The war had taken something from him, she could see that. But it had affected everyone; he wasn't the only one to see that they couldn't go back to the way they had lived before. No more carefree garden parties sipping champagne. Most land had been turned over to farming, or sold off. No more endless shopping trips to London. How could one when the whole country was rebuilding and there were maimed ex-servicemen to be seen begging in almost every town in the country.

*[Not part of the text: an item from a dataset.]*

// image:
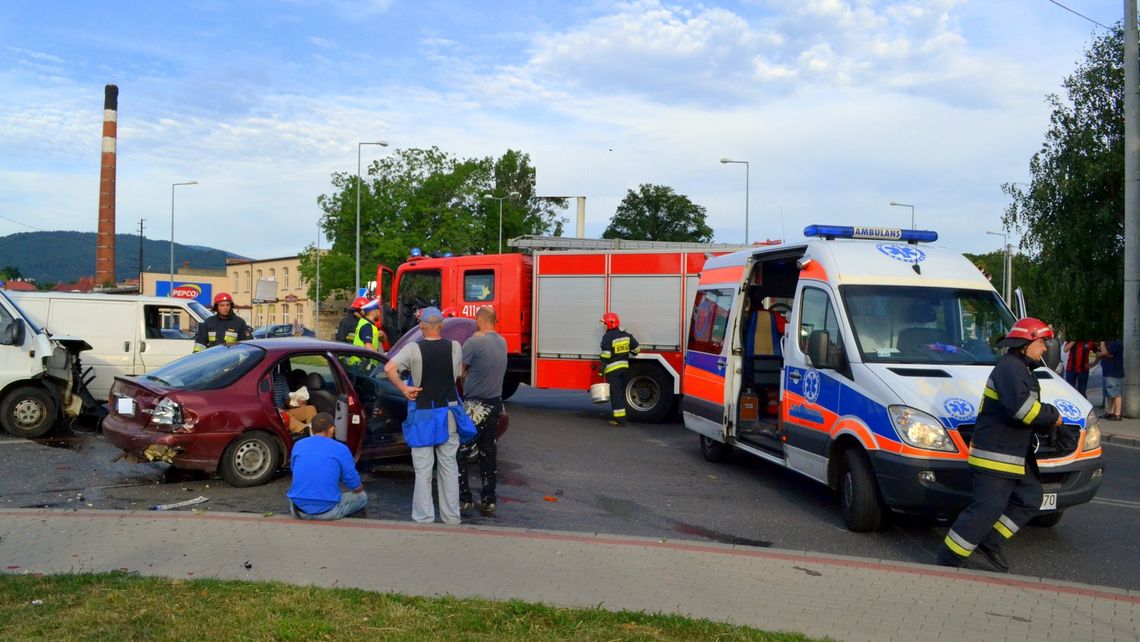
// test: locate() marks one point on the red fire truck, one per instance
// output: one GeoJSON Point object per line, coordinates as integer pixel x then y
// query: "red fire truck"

They were neither of them as young or carefree as they had been that day at the Downton garden party when war was announced. But in her eyes that was all for the better. The war had forced her to grow up, to end her petty squabbles with Mary (for the most part at least), to understand more of the world around her, and to appreciate what she had more than ever. And what she had, finally, was her wedding day. Her main thought on that day, before the war and the proposal that never came, had been how wonderful it would be to be married before Mary, the elder daughter. To have her own house, servants to order about, to sit in her mother's drawing room as an equal, rather than the perennially overlooked daughter in the corner. Now all she wanted was to be Lady Strallan.
Not that she couldn't enjoy the day of course. Something in the house was finally about her and she was going to make the most of it. Not the least her dress. Beautiful, draped ivory silk from Lucille. Mary's lace confection couldn't even compare in her eyes. Not to mention the Grantham tiara on her head.
And beyond today, her wedding night, a honeymoon in Italy, and the rest of her life to revel in the glorious happiness that was to be hers. She turned to take her father's arm and began the happy walk up the aisle towards her fiancé and her future.